South Africa’s embattled President Jacob Zuma has resigned from his office with immediate effect.
He made the announcement in a televised address to the nation on Wednesday evening.
Earlier, Mr Zuma’s governing ANC party told him to step down or face a vote of no confidence in parliament.
The 75-year-old has been under increasing pressure to give way to Deputy President Cyril Ramaphosa, the ANC’s new leader.
Mr Zuma, who has been in power since 2009, faces numerous allegations of corruption.
His resignation came at the end of a long speech in which he said he disagreed with the way the ANC had acted towards him.
He said he did not fear a motion of no-confidence, adding: “I have served the people of South Africa to the best of my ability.”
‘Disciplined ANC member’
Mr Zuma also said that violence and division within the ANC had influenced his decision to step down.
“No life should be lost in my name and also the ANC should never be divided in my name. I have therefore come to the decision to resign as president of the republic with immediate effect,” he said.
“Even though I disagree with the decision of the leadership of my organisation, I have always been a disciplined member of the ANC.
“As I leave I will continue to serve the people of South Africa as well as the ANC, the organisation I have served… all of my life.”
The ANC issued a statement saying Mr Zuma’s resignation provided “certainty to the people of South Africa”.
Deputy secretary general Jessie Duarte told reporters: “President Zuma remains a principled member of the ANC. The ANC wants to salute the outstanding contribution he has made.”
Mr Zuma, a former member of the ANC’s military wing in the days of apartheid, rose through the ranks of the party to become president. He led the country for more than a third of its time after apartheid.
But he leaves office with several scandals hanging over him, and with South Africa’s economy in dire straits.
What led up to Zuma’s resignation?
A meeting of the ANC’s National Executive Committee had announced its decision to recall Mr Zuma on Tuesday and gave him until the end of Wednesday to resign.
ANC chief whip Jackson Mthembu then announced a motion of no-confidence would be heard on Thursday, with Mr Ramaphosa sworn in as president as soon as possible after that.
Mr Zuma’s resignation capped a day of fast-moving events.

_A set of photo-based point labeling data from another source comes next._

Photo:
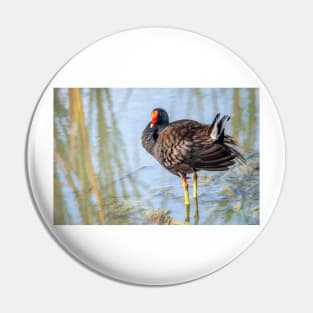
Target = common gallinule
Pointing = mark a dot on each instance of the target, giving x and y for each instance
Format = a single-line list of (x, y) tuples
[(187, 146)]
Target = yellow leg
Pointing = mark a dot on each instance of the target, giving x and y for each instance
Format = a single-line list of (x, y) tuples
[(187, 213), (196, 211), (186, 194), (195, 185)]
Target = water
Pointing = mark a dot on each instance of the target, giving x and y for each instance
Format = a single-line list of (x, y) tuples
[(102, 175)]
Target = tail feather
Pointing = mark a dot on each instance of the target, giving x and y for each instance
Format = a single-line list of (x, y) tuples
[(217, 133)]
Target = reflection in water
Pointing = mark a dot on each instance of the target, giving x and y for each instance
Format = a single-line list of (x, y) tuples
[(102, 175)]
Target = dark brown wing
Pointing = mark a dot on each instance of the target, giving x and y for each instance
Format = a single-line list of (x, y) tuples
[(185, 146)]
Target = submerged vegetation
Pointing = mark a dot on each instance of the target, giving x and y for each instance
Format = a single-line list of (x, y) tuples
[(103, 176)]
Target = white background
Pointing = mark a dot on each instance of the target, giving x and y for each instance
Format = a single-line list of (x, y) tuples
[(274, 38)]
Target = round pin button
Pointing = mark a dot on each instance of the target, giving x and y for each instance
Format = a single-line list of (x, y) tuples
[(155, 156)]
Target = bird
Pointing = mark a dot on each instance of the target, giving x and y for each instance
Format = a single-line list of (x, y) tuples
[(187, 146)]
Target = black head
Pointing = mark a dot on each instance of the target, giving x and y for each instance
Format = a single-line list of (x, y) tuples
[(159, 117)]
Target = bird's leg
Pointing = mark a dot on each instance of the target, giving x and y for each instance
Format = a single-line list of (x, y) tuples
[(196, 211), (195, 185), (187, 213), (186, 194)]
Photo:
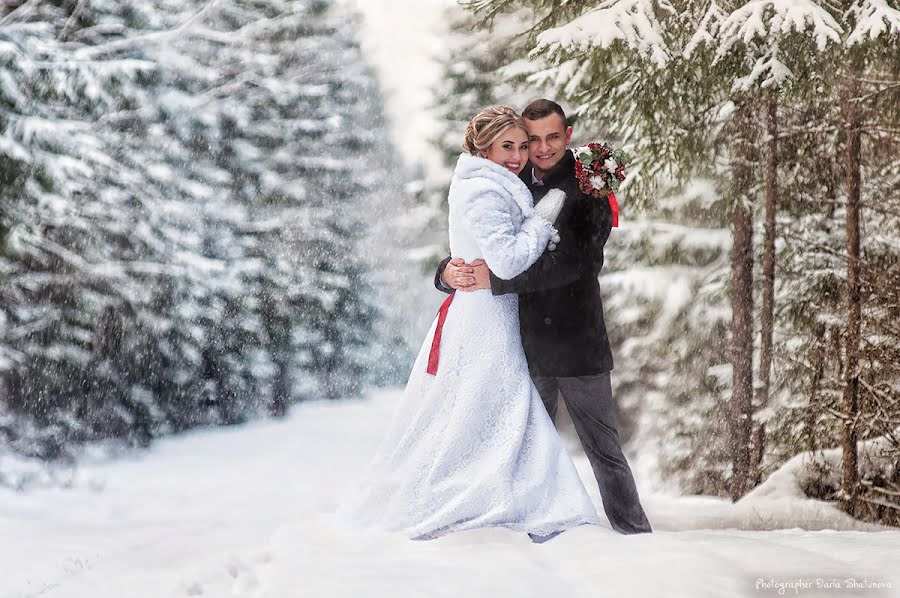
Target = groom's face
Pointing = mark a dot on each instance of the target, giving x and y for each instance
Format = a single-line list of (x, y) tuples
[(547, 141)]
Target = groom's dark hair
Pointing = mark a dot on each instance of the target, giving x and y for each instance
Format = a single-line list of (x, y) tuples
[(542, 108)]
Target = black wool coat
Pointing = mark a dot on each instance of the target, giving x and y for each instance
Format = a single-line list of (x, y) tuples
[(560, 308)]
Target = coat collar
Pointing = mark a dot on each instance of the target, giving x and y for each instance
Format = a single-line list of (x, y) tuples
[(557, 175)]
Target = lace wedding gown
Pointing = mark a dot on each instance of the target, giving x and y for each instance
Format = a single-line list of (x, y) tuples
[(473, 445)]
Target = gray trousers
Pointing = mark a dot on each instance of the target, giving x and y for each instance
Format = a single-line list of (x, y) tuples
[(590, 404)]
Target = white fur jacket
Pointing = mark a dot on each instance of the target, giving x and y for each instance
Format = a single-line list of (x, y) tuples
[(492, 216)]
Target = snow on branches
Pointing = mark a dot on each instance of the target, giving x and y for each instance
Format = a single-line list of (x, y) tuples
[(631, 22)]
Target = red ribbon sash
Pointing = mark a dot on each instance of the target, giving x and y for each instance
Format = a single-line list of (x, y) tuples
[(614, 206), (436, 342)]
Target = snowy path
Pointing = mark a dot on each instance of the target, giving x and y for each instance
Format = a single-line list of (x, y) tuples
[(239, 512)]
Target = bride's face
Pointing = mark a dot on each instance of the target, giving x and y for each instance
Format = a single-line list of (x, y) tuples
[(510, 150)]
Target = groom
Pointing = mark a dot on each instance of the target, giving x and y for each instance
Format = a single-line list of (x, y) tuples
[(561, 314)]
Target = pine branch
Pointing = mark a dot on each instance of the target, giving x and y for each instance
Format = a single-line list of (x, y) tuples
[(73, 19), (23, 10), (156, 36)]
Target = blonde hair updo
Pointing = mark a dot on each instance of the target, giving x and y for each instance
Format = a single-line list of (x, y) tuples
[(484, 129)]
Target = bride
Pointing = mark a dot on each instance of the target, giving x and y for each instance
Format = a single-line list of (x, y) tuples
[(471, 444)]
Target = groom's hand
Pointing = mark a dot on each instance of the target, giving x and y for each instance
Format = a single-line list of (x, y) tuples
[(481, 275), (458, 275)]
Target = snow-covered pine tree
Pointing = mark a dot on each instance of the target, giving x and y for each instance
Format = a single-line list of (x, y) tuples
[(177, 250), (669, 341), (770, 49), (606, 56)]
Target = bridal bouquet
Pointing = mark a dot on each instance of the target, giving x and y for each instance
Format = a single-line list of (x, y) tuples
[(600, 170)]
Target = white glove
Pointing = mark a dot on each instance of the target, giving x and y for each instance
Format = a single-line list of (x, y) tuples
[(549, 207)]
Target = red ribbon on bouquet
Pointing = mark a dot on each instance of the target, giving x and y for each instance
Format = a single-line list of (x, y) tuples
[(436, 342), (614, 206)]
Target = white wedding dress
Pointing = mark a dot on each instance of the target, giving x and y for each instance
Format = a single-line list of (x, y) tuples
[(473, 445)]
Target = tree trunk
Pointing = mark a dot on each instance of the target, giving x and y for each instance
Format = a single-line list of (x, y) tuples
[(767, 318), (742, 305), (849, 461)]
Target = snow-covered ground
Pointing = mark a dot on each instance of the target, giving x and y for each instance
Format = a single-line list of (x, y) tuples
[(244, 511)]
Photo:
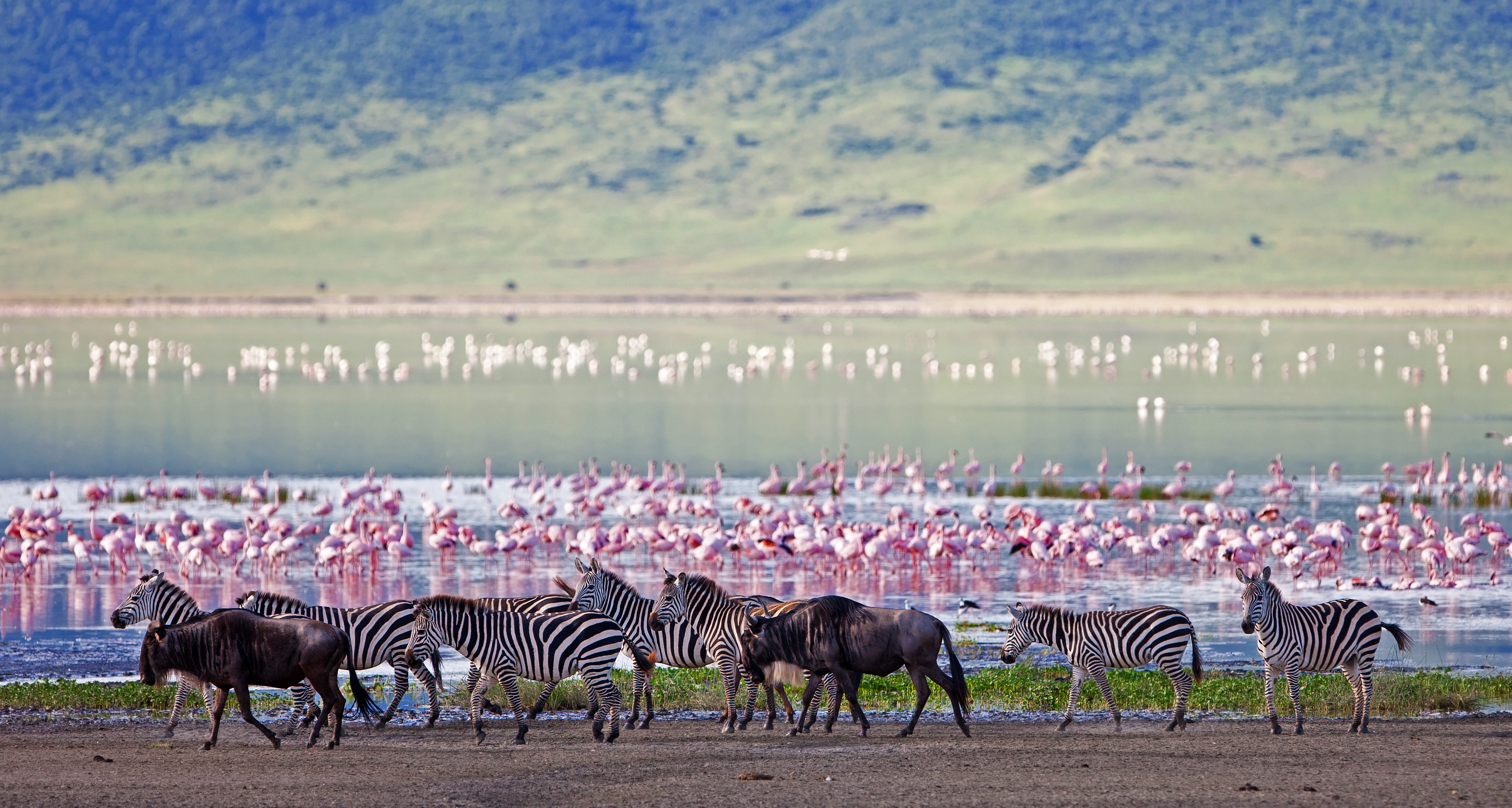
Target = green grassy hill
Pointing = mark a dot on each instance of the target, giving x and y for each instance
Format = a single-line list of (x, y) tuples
[(447, 146)]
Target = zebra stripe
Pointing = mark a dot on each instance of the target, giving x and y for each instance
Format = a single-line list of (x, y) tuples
[(719, 619), (379, 633), (1098, 641), (1333, 636), (509, 645), (156, 598)]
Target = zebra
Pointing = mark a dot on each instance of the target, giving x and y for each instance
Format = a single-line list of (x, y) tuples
[(509, 645), (379, 635), (719, 619), (1339, 635), (156, 598), (534, 604), (1098, 641)]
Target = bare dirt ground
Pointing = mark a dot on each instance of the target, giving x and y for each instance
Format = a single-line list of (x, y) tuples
[(1416, 763)]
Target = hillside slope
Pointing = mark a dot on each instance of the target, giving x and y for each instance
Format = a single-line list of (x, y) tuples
[(453, 146)]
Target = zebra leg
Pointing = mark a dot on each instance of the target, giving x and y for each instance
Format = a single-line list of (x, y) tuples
[(401, 686), (637, 686), (1351, 669), (1366, 689), (1101, 677), (731, 678), (472, 682), (751, 698), (1272, 674), (512, 688), (181, 697), (649, 707), (610, 706), (1182, 682), (476, 703), (1079, 675), (1295, 689), (433, 692), (541, 703)]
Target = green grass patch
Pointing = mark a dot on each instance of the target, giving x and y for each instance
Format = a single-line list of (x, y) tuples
[(1017, 688)]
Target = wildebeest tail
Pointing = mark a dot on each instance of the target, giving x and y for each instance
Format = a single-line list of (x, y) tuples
[(958, 677), (1197, 660), (361, 697), (1404, 642)]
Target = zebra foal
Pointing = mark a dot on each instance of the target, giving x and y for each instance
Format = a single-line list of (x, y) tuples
[(509, 645), (1098, 641), (1333, 636)]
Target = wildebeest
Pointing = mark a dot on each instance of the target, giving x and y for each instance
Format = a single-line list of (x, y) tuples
[(235, 648), (835, 635)]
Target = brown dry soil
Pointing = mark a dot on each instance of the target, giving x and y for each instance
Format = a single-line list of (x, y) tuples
[(688, 763)]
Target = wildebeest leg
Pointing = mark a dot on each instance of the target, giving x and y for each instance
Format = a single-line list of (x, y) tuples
[(807, 703), (955, 704), (401, 686), (332, 701), (850, 686), (921, 689), (246, 703), (215, 718)]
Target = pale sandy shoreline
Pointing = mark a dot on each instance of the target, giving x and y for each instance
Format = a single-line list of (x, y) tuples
[(858, 305)]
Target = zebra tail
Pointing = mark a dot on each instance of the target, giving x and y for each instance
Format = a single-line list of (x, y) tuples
[(436, 668), (361, 697), (1404, 642), (958, 677), (1197, 660)]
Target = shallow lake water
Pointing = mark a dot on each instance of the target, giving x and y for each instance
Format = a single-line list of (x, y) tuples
[(708, 391)]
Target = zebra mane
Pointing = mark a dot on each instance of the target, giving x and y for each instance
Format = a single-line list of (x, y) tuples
[(1048, 612), (454, 603), (705, 586), (282, 603), (175, 591)]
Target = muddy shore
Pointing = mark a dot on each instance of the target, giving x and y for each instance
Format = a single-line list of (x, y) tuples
[(1446, 762)]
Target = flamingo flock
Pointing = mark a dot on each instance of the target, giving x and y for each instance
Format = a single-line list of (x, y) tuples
[(820, 520)]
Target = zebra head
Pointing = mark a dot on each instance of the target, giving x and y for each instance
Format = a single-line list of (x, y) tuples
[(1021, 635), (419, 633), (140, 604), (1257, 598), (592, 594), (672, 604)]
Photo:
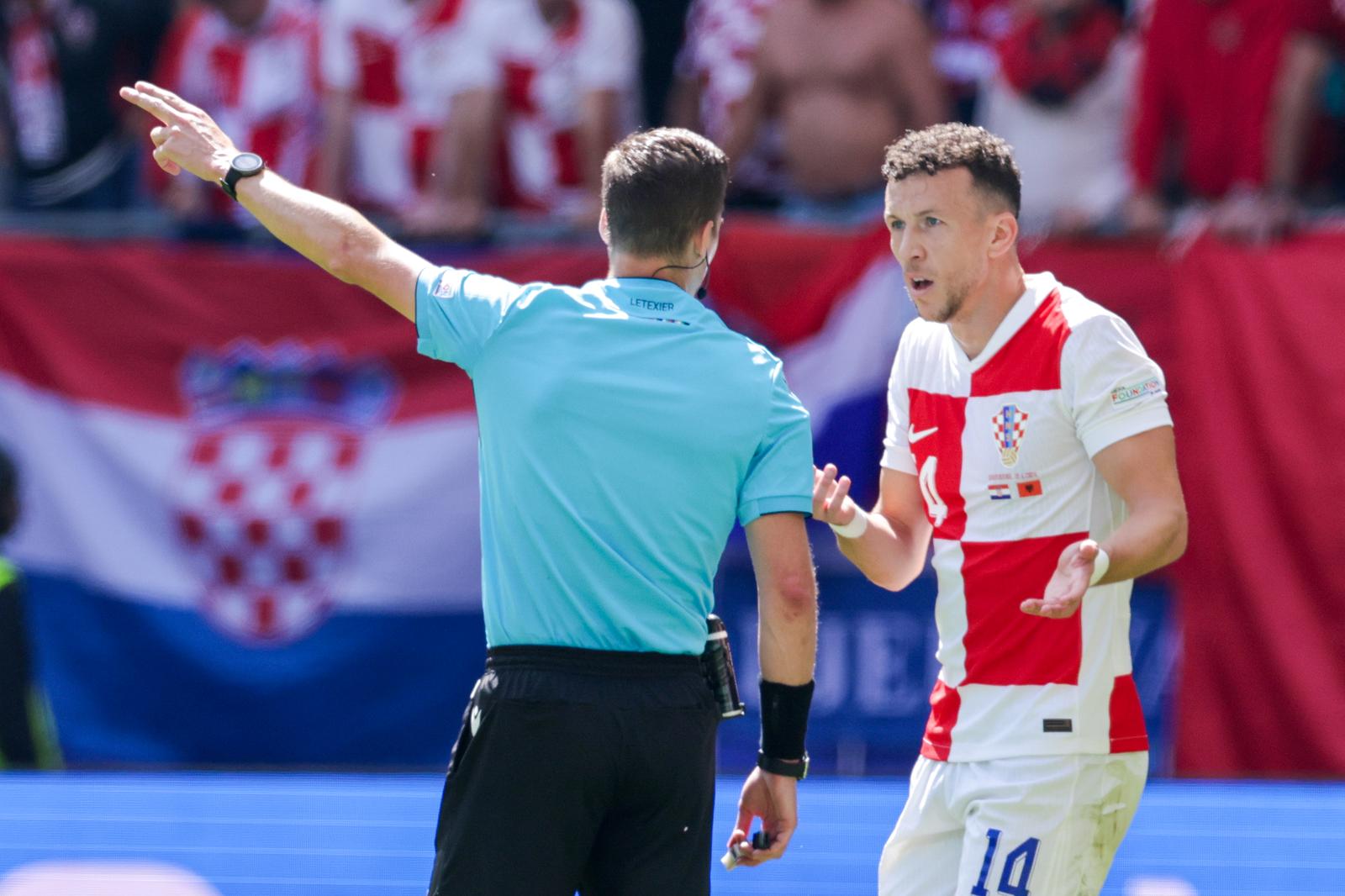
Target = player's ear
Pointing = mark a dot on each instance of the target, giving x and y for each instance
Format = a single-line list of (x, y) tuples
[(708, 240), (1005, 235)]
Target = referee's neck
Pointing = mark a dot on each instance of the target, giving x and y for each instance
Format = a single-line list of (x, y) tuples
[(679, 272)]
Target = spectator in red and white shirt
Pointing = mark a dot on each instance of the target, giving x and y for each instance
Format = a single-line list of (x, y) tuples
[(567, 76), (394, 71), (712, 78), (253, 66), (1317, 40), (1208, 73), (965, 46), (1062, 98)]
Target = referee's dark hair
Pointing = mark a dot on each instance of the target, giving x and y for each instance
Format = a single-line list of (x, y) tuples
[(958, 145), (659, 187), (8, 494)]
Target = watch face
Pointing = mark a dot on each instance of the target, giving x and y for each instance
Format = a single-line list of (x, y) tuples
[(246, 163)]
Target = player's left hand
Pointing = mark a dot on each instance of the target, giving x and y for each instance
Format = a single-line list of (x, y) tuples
[(187, 139), (775, 801), (1067, 586)]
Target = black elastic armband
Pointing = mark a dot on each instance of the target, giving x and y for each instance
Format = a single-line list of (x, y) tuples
[(784, 719)]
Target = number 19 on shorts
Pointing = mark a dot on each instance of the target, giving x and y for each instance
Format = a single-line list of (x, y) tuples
[(1017, 868)]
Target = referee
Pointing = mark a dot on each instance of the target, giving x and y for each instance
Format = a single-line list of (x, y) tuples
[(623, 430)]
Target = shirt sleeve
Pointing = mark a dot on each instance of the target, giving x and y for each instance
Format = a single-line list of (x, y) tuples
[(609, 57), (896, 444), (780, 475), (457, 311), (1114, 387)]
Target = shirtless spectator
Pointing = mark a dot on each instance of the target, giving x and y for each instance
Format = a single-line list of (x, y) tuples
[(713, 76), (253, 66), (396, 74), (845, 77), (1208, 73), (567, 81)]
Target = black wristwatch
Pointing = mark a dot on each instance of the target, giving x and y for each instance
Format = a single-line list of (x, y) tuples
[(245, 165), (798, 768)]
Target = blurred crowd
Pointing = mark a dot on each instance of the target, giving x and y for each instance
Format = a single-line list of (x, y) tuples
[(444, 119)]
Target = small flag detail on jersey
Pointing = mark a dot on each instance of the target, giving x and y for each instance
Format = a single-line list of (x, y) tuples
[(1029, 488)]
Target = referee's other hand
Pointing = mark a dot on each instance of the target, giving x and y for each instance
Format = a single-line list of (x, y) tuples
[(775, 801), (186, 138)]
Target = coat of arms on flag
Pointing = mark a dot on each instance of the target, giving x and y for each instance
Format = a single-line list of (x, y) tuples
[(1010, 425), (266, 494)]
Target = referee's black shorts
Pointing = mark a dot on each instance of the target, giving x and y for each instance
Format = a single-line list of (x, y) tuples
[(580, 770)]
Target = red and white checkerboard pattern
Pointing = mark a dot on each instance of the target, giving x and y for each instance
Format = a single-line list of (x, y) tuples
[(262, 510)]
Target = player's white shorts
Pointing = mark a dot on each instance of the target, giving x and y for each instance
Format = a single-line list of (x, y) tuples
[(1026, 826)]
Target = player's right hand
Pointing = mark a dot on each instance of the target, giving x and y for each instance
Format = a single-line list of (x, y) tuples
[(186, 139), (831, 502)]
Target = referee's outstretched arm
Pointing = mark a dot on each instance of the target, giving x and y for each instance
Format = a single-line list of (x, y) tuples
[(330, 233), (787, 603)]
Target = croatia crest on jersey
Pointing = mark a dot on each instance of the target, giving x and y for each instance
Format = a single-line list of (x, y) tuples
[(1010, 425), (266, 492)]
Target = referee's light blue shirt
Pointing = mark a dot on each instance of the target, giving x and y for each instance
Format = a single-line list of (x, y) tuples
[(623, 430)]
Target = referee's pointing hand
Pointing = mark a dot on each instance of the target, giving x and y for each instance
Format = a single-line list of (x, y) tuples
[(186, 139)]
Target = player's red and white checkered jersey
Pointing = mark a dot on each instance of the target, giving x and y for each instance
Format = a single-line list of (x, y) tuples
[(403, 62), (260, 85), (546, 73), (1002, 445)]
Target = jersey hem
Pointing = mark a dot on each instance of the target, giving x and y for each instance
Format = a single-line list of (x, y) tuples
[(1113, 430), (752, 510)]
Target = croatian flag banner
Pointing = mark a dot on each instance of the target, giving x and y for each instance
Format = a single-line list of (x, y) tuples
[(251, 510)]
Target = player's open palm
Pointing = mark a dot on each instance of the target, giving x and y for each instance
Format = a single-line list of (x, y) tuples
[(1066, 589), (831, 502), (186, 139)]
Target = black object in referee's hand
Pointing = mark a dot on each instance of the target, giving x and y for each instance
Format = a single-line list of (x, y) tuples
[(717, 662)]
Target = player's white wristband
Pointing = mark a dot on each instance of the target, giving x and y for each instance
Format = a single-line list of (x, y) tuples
[(854, 528), (1100, 566)]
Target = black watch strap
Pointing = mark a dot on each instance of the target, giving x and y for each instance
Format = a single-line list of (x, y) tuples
[(245, 165), (791, 768)]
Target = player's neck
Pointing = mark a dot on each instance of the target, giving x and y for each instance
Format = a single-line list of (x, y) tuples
[(984, 311)]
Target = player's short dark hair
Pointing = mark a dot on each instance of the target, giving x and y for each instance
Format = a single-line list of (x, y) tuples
[(659, 187), (958, 145), (8, 494)]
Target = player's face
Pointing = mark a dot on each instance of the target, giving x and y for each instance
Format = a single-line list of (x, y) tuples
[(941, 233)]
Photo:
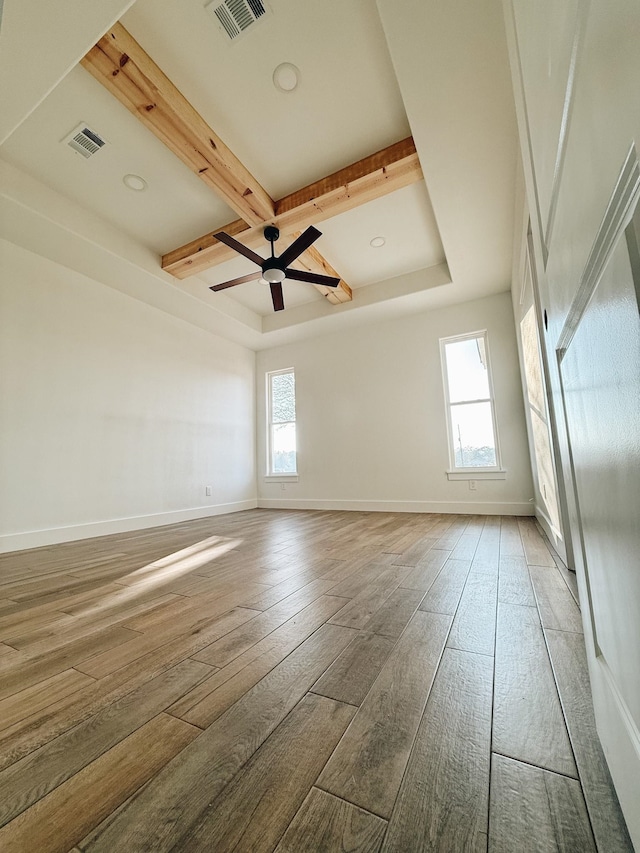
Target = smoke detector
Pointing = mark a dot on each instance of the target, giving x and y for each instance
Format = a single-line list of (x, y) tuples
[(235, 17), (84, 141)]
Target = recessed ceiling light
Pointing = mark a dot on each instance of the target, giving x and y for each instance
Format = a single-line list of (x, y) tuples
[(134, 182), (286, 77)]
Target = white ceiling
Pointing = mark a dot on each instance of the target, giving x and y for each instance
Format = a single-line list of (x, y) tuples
[(364, 66)]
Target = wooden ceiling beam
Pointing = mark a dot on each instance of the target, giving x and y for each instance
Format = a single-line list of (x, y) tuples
[(128, 72), (122, 66), (372, 177)]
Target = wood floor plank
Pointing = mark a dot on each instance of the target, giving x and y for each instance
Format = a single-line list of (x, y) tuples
[(392, 618), (29, 779), (444, 593), (187, 585), (474, 626), (443, 803), (510, 540), (569, 661), (367, 766), (64, 816), (327, 824), (359, 580), (417, 552), (109, 661), (514, 584), (277, 645), (37, 697), (254, 810), (449, 540), (426, 571), (359, 610), (535, 548), (528, 723), (232, 645), (558, 609), (176, 798), (32, 671), (351, 675), (78, 628), (535, 811)]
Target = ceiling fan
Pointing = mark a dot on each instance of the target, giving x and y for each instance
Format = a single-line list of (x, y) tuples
[(274, 270)]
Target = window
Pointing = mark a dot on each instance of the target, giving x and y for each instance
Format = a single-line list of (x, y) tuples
[(470, 409), (281, 413)]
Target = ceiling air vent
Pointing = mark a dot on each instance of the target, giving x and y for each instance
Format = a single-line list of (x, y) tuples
[(84, 140), (236, 16)]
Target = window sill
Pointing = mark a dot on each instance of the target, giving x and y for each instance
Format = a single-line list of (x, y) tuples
[(478, 474)]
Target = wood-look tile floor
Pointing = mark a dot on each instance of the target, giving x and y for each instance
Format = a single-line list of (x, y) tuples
[(299, 681)]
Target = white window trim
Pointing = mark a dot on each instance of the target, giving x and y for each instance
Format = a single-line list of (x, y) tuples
[(494, 472), (270, 475)]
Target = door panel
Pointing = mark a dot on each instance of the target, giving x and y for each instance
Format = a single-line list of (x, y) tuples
[(600, 371)]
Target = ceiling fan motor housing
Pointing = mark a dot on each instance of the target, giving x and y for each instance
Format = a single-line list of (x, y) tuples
[(271, 233)]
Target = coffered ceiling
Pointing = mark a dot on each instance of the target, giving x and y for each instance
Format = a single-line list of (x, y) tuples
[(370, 75)]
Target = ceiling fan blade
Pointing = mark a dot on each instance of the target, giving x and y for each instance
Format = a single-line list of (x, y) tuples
[(239, 247), (253, 276), (312, 277), (298, 246), (276, 297)]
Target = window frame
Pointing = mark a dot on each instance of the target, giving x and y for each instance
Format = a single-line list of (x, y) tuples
[(457, 472), (291, 476)]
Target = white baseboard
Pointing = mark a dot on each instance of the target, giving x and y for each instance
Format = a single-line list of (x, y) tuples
[(458, 507), (55, 535)]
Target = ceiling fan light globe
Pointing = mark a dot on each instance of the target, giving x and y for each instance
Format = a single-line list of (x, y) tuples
[(274, 275)]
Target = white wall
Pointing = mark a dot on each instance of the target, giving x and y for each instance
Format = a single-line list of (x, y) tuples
[(371, 420), (114, 415), (576, 75)]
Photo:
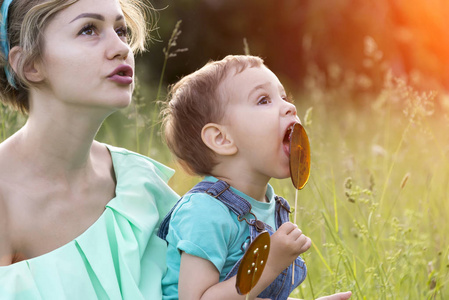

It began with early morning police raids and arrests at the Johannesburg home of his close associates, the wealthy, Indian-born Gupta family.
The Guptas have been accused of using their close friendship with the president to wield enormous political influence. Both parties deny all allegations of wrongdoing.
Mr Zuma made no reference to the raid when he held a lengthy, unannounced, interview with national broadcaster SABC hours later.
But he said he had done nothing wrong and saw no reason to stand down.